Baidu's lead scientist, Andrew Ng, and his colleagues at Baidu Research have developed Deep Speech, which improves speech recognition accuracy in noisy environments as well as far-field and reverberant scenarios. The researchers said that central to Deep Speech's success is a "well-optimized recurrent neural net training system that uses multiple graphics processing units." Results of the tests were published in December on the Cornell University–funded Web site arXiv.

"Our architecture is significantly simpler than traditional speech systems, which rely on laboriously engineered processing pipelines; these traditional systems also tend to perform poorly when used in noisy environments," wrote the authors of the paper. "In contrast, our system does not need hand-designed components to model background noise, reverberation, or speaker variation, but instead directly learns a function that is robust to such effects.

"We do not need a phoneme dictionary, nor even the concept of a phoneme. Using a combination of collected and synthesized data, our system learns robustness to realistic noise and speaker variation," the article continued. "Taken together, these ideas suffice to build an end-to-end speech system that is at once simpler than traditional pipelines yet also performs better on difficult speech tasks."

Baidu scientists found that:

Deep Speech outperformed previously published results on the widely studied Switchboard Hub500 (a corpus of speech data used across systems), obtaining a 16.5 percent word error rate.
Deep Speech outperformed public Web APIs (Google Web Speech, Wit.ai), as well as commercial systems (Bing Speech Services, Apple Dictation), especially in noisy backgrounds.
In noisy environments, Deep Speech's word error rate was 10 percent better than competing products.

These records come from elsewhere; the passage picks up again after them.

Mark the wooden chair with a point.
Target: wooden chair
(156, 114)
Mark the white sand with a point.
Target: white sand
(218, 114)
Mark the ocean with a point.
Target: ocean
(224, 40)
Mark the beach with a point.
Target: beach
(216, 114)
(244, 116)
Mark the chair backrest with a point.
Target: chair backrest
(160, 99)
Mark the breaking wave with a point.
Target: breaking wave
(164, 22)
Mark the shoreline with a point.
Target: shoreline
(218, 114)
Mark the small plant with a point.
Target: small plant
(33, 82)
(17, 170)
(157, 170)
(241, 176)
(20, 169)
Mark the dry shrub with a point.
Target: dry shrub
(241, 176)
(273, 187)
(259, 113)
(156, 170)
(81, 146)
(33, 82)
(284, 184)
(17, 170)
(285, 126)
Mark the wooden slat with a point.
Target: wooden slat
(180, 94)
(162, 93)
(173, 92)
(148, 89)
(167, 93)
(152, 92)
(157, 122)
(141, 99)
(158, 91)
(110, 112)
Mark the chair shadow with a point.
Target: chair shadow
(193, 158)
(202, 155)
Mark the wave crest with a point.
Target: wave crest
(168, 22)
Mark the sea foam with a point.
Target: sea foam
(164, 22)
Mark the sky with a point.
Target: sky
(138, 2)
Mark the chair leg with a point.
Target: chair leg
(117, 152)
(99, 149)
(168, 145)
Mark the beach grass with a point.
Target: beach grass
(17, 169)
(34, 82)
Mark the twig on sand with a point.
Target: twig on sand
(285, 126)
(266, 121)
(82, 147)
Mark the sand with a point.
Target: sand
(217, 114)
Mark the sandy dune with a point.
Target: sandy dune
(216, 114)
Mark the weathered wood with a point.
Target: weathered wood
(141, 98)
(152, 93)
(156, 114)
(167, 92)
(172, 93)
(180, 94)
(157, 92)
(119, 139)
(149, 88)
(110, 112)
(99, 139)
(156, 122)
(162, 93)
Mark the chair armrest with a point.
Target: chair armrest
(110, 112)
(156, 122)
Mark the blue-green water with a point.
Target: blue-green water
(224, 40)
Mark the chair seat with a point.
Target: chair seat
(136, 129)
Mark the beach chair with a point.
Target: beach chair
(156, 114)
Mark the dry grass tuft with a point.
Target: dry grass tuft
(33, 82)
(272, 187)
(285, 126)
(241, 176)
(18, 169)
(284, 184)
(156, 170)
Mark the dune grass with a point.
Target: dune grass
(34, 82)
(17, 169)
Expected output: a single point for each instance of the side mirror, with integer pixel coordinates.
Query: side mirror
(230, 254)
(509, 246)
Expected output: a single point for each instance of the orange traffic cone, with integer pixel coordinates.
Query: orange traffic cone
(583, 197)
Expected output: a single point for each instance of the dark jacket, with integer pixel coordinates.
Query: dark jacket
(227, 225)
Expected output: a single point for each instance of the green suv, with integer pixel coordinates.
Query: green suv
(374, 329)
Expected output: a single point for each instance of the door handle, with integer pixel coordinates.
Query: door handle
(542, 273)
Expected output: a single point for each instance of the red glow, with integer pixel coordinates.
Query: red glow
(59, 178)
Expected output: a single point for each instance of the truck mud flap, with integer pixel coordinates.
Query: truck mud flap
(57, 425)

"The Baidu results for speech recognition are extremely promising, and it seems very likely that as this technology moves out from the lab into real-world applications, it'll provide significantly more accurate speech recognition, especially for speech in noisy environments," said Deborah Dahl, principal of Conversational Technologies, in an email. "The Baidu deep learning approach, combined with use of massive computer resources for training, makes it much more practical to use large amounts of speech data for training, and more data is the biggest contributor to speech recognition performance. The test results on the Switchboard corpus are especially encouraging, because the Switchboard data is very challenging."

In addition to Baidu, many other companies, including Google, Apple, IBM, and Microsoft, are also working on deep neural networks for speech recognition. Bill Meisel, president of TMA Associates, says neural networks are not a new idea.

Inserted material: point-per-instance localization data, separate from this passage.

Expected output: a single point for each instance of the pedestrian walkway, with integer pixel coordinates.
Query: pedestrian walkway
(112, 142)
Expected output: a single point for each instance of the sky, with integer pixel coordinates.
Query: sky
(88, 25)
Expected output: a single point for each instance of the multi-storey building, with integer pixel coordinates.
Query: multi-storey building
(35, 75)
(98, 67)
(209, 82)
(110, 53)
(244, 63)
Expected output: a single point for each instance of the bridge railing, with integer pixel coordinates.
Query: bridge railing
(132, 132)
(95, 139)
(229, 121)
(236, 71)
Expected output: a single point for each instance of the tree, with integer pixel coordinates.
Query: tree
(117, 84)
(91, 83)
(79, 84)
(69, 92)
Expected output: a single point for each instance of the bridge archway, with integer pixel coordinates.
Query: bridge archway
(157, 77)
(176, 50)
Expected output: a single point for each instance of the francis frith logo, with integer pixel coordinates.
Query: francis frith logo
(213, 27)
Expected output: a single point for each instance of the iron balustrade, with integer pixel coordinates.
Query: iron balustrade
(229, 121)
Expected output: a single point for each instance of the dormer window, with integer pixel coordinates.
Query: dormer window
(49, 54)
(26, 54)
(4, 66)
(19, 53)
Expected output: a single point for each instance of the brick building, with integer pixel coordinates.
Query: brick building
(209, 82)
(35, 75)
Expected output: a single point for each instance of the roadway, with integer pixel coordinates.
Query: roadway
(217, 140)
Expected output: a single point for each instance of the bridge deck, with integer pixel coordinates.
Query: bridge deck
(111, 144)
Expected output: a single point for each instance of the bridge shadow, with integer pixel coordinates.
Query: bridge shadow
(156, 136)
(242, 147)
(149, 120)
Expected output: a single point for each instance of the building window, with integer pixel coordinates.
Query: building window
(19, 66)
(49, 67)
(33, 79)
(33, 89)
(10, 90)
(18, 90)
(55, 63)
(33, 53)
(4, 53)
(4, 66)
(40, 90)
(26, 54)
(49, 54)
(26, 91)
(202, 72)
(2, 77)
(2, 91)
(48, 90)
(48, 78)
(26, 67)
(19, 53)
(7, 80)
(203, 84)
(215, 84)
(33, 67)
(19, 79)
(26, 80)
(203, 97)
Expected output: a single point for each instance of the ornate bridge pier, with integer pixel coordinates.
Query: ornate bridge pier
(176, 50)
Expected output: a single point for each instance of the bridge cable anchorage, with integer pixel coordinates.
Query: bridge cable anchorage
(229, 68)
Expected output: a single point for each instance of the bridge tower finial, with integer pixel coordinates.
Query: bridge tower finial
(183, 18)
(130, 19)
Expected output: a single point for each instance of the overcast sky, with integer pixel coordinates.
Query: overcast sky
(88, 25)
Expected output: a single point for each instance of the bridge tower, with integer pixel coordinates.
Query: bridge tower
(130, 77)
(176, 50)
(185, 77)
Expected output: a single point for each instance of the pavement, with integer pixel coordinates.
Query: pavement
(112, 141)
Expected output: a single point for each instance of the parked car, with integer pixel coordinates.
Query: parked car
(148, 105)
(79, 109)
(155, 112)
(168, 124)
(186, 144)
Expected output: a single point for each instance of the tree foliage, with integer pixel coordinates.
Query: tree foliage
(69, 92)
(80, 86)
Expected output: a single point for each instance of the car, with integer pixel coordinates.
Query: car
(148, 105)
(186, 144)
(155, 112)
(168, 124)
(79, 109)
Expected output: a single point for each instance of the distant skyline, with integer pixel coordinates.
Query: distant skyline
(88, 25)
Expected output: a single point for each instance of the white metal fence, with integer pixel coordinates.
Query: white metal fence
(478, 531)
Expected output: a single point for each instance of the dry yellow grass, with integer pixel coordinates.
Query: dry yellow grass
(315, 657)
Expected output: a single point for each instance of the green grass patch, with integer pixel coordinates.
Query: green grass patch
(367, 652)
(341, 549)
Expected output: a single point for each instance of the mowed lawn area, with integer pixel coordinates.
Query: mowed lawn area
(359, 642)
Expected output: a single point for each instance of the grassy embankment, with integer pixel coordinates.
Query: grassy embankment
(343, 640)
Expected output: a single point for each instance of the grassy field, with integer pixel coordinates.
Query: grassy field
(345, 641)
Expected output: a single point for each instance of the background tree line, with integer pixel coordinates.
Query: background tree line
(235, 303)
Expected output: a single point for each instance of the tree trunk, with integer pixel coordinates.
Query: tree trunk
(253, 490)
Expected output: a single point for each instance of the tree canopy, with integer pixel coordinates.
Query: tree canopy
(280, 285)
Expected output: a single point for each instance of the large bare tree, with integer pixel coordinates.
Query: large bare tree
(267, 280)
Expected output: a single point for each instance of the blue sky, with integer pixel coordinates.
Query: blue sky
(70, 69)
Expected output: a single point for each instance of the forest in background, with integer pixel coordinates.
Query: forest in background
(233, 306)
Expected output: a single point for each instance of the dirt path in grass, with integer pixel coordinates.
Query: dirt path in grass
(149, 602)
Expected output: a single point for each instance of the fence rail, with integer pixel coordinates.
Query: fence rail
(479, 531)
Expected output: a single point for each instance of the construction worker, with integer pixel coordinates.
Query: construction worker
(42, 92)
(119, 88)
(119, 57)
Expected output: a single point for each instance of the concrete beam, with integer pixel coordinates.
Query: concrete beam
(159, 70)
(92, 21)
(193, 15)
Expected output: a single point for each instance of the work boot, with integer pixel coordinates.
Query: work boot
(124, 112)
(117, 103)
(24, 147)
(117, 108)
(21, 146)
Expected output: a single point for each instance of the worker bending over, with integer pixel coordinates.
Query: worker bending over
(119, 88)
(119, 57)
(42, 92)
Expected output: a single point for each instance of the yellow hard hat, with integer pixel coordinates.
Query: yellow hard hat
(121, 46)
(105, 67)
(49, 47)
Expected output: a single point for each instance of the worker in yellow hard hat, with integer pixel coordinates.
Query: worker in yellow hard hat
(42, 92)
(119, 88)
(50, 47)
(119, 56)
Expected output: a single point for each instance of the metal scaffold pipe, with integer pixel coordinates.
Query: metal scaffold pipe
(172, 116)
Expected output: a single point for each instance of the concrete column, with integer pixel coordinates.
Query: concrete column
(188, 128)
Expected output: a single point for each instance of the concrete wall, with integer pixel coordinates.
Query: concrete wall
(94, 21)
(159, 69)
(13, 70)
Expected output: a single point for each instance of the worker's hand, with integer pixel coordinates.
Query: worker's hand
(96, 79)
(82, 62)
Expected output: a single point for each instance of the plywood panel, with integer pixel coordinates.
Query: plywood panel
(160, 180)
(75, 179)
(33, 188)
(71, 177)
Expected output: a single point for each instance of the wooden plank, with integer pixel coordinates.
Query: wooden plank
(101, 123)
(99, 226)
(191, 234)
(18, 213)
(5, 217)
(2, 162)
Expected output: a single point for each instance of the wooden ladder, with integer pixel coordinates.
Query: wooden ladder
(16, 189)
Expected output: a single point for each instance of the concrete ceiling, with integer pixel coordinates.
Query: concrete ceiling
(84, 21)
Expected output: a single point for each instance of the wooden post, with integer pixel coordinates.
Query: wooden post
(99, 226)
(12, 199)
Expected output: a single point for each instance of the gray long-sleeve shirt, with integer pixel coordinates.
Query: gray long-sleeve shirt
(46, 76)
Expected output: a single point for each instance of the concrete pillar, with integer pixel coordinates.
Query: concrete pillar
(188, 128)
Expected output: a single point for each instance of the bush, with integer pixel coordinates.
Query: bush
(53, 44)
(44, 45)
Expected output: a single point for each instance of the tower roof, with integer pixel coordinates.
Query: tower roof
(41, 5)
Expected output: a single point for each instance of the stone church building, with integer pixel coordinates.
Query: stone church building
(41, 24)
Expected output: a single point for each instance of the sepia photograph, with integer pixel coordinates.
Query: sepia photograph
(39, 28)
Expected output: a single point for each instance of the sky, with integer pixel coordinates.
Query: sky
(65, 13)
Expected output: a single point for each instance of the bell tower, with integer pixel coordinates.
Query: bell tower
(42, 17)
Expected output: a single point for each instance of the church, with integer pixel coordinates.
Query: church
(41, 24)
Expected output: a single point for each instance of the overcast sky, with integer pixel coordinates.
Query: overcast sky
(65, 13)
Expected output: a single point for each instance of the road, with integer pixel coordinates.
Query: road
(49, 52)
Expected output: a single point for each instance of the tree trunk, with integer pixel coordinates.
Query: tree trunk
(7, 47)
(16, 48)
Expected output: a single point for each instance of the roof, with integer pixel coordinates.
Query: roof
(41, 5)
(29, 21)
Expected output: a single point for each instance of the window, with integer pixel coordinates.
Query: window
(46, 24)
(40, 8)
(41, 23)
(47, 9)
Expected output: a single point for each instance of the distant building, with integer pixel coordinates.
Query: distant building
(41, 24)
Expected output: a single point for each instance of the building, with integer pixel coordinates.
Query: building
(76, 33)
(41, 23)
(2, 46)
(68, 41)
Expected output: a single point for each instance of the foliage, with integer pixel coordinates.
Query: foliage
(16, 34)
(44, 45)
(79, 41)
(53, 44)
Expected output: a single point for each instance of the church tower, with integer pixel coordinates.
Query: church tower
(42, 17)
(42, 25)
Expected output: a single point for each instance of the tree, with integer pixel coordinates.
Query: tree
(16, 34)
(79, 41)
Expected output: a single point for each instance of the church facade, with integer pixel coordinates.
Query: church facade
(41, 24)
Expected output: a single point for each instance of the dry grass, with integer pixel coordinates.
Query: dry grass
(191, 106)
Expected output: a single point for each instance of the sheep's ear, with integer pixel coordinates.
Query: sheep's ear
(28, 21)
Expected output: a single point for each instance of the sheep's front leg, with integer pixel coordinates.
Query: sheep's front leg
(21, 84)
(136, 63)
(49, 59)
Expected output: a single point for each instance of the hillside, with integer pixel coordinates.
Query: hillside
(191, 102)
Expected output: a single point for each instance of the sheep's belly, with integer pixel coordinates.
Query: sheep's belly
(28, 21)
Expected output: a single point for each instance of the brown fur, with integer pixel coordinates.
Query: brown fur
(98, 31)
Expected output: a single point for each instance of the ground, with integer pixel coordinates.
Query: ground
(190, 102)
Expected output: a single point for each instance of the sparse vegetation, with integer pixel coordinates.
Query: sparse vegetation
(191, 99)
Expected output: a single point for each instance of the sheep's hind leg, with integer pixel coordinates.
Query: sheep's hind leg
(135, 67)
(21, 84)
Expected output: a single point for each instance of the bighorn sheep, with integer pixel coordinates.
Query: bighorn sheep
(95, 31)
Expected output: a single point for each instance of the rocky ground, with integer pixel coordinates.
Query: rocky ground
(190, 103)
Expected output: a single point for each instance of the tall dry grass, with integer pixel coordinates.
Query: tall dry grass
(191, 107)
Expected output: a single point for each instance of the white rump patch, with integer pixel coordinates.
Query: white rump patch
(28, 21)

"These are more complex models than the conventional Hidden Markov Model [HMM] technique, which has been around since at least the 1980s," said Meisel in an email. "I do see Deep Speech as disruptive. HMM technology involves making some assumptions, such as which phonemes to use in the modeling. Deep neural networks can avoid making some assumptions by, in effect, letting layers of the network derive the best representation. It may even be more disruptive if such models are used for the next step, natural language interpretation."

Dahl has a different take on Baidu. While she praises the company's research, she believes that it is "more incremental than disruptive.

"There's a lot of room for improvement," she says, noting that the Baidu system still has a reported 16.5 percent word error rate. "In addition, while improvements in speech recognition by itself will be helpful for applications such as Web search and dictation, intelligent interactive systems will also require improvements in natural language processing and dialogue management."

Ng, who has worked with deep learning and speech recognition technology for several years and was responsible for finding and leading the team at Google's Brain project, says that he is pleased with Deep Speech's results.

"Deep learning, trained on a huge data set—over 100,000 hours of synthesized data—is letting us achieve significant improvements in speech recognition," he said in a statement. "I'm excited by this progress because I believe speech will transform mobile devices, as well as the Internet of Things. This is just the beginning."